I noticed an HB9 at my local gym. I wussed out last time I was there but this time I redeemed myself. I failed at picking up a girl that worked there (HB8) and said hi to her today on my way in. I was wearing board shorts. She dissed my choice of pants so I turned that into my opener for the hb9. Our conversation went something like this...
(Hb9 had her headphones in blasting some trance)
Me: (walked right in front of her and put my hand in her face and waved)
Me:I need your honest opinion on something important.
Me: that chick at the front desk said I looked stupid for wearing board shorts to the gym. What do you think about that?
Her: I think they look nice! This isn't a beach or anything though...
Me: well this is my beach... I look good and get a good tan so what's the difference?

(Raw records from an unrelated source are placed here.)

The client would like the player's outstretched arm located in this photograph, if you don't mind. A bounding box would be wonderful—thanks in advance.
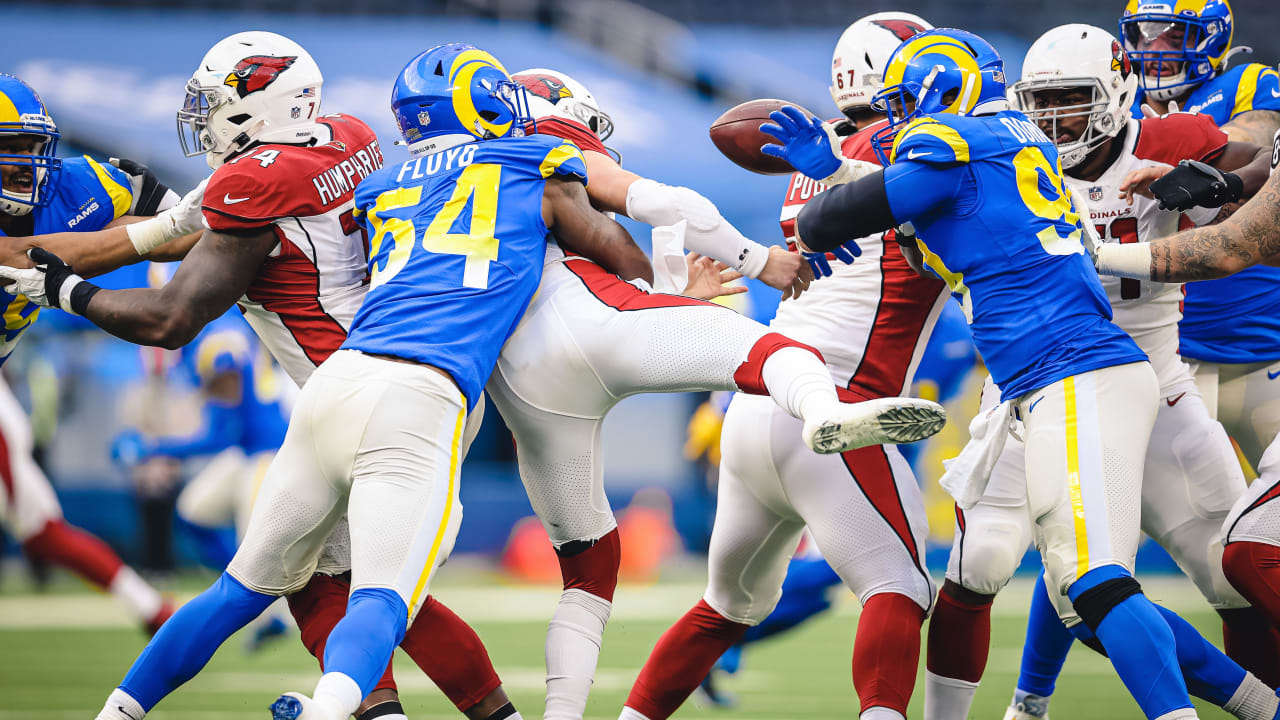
[1224,110,1280,146]
[543,175,654,285]
[1098,171,1280,282]
[0,223,199,278]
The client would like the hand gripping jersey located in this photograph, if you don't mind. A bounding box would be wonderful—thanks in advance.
[1065,114,1226,396]
[201,115,382,387]
[0,155,139,365]
[777,120,948,399]
[345,134,588,409]
[883,111,1146,400]
[1131,63,1280,364]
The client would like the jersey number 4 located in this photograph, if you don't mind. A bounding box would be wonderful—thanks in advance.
[365,163,502,289]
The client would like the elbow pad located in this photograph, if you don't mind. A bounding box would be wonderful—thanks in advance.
[625,178,768,278]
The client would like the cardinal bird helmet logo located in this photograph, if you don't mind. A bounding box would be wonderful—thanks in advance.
[515,73,573,105]
[872,18,927,42]
[224,55,297,98]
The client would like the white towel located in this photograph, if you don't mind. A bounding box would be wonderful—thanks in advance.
[939,399,1015,509]
[650,220,689,294]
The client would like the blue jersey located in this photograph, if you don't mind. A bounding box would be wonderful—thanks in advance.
[345,135,588,409]
[0,156,136,365]
[881,111,1146,400]
[1133,63,1280,363]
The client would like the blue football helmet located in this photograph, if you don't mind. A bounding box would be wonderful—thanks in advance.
[1119,0,1235,102]
[392,43,534,157]
[869,28,1008,164]
[0,74,60,216]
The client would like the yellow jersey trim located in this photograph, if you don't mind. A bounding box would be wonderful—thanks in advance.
[84,156,134,220]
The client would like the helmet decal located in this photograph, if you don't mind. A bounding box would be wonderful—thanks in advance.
[515,74,573,105]
[224,55,297,99]
[1111,40,1133,76]
[872,18,928,42]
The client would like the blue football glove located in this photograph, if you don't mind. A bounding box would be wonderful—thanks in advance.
[801,240,861,278]
[111,430,152,467]
[760,106,843,180]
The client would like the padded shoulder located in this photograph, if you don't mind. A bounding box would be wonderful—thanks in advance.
[890,116,974,165]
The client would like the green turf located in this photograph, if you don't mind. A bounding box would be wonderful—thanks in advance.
[0,582,1237,720]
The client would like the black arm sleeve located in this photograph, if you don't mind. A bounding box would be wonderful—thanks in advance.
[795,169,897,253]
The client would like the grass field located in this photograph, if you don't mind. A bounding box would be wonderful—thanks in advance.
[0,570,1237,720]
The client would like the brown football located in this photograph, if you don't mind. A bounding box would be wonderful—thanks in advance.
[709,98,816,175]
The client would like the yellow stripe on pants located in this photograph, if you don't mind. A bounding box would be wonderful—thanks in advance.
[407,399,466,617]
[1064,375,1089,579]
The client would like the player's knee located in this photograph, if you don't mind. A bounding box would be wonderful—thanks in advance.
[556,528,621,601]
[704,583,779,626]
[955,537,1021,596]
[1173,422,1246,517]
[1069,569,1143,632]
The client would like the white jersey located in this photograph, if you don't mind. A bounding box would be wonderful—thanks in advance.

Me: your accent is crazy. I can only understand like every other word you're saying. Where are you from?
Me: say something I can't understand again.
Her: no! That isn't fair
Me: okay I'm gunna take a wild guess and go with Russia
Her: how did you know?
Me: I kinda have some psychic abilities...
Her: (laughs) pack your bags when you're done lifting. We're going to take a trip to Russia.

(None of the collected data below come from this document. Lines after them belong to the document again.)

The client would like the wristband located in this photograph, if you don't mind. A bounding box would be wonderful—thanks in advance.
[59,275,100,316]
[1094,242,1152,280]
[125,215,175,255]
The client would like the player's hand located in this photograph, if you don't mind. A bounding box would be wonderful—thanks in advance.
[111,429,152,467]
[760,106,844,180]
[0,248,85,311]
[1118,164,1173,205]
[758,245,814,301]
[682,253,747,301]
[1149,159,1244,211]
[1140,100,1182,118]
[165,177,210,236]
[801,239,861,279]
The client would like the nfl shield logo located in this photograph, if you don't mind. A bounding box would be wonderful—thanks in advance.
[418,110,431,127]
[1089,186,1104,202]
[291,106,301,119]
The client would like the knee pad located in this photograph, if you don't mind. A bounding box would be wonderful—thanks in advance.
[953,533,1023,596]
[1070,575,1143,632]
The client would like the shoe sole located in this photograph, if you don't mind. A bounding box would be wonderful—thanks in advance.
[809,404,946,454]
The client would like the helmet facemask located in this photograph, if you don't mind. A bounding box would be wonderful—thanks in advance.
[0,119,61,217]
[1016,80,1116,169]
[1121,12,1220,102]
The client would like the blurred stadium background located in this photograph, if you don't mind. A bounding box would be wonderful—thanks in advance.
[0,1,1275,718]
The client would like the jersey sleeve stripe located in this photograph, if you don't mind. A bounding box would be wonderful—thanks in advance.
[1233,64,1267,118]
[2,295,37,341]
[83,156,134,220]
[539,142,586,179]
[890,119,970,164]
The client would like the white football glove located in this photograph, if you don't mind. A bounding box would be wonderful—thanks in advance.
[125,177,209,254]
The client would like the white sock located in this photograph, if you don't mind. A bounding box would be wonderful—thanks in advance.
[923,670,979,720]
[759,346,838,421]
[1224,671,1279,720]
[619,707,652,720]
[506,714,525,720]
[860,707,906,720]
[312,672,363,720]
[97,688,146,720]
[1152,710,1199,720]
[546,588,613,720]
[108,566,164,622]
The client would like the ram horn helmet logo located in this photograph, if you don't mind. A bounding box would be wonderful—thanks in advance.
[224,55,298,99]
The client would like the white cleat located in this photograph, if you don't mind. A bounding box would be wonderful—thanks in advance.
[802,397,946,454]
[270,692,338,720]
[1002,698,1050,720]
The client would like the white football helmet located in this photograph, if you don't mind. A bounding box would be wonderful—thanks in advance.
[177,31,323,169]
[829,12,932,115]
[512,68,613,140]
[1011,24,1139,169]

Me: we haven't even talked for more than 2 minutes, that sounds like a scary movie. How do I know you aren't going to shove me in your trunk and cut me into pieces?
Her: (laughs) do I look like a serial killer?
Me: honestly yeah kinda (laughs)
Me: I gotta get back to my workout. Have it finish up some stuff before my friend comes. Come talk to me in three and a half minutes
Her: (laughs) okay!
Me: (lifting... She never came to me so I walked up to her again) guess you can't tell time here in America?
Me: my friend is about to get here, put your number in my phone before before I completely ignore you for the rest of the night.
This is where things got real
Her: (laughs) you can't have my number. I heard that line on a pickup video online.
In my head I was like no freakin way. I didn't even try to do that but she caught me! Crap!
Me: then they must've been taking note to how I get so many numbers!
Her: (laughs) no number, add me on Facebook.
Me: I'm too busy to get on Facebook, hence why I don't have one. it isn't worth it. My friends probably here I gotta run.
I walked away and in my head I was like darn really? I thought I had this one. I get like 7 feet away and hear her yell back at me.
Her: I changed my mine (as she holds her hand out)
Me: (I hand her my phone) are you putting a fake number in to make me feel better about myself? (Laughs)
Her: of course! (Laughs)
Me: is it a sex hotline?
Her: call me right now and see.
Me: eh I'd rather not. I like surprises. It was nice meeting you.
I didn't look at her or say a word the rest of the time I was there. When I left I text her and said...
Me: hey it's _my name_ , save this number. It's the most important one you'll ever get.
Her: lol ok, what are you doing?
I didn't respond. I'll call her in a few days.
This was an interesting pick up for me because I'm fairly new to all of this. Plus, she called me out on using material pua's posted on YouTube. (Even though I wasn't aware I just used a line) I recovered well I thought and even though she was holding her number back at first, I got it. Big moral booster. Any critiques? Feedback? Things I could improve on? Thanks guys!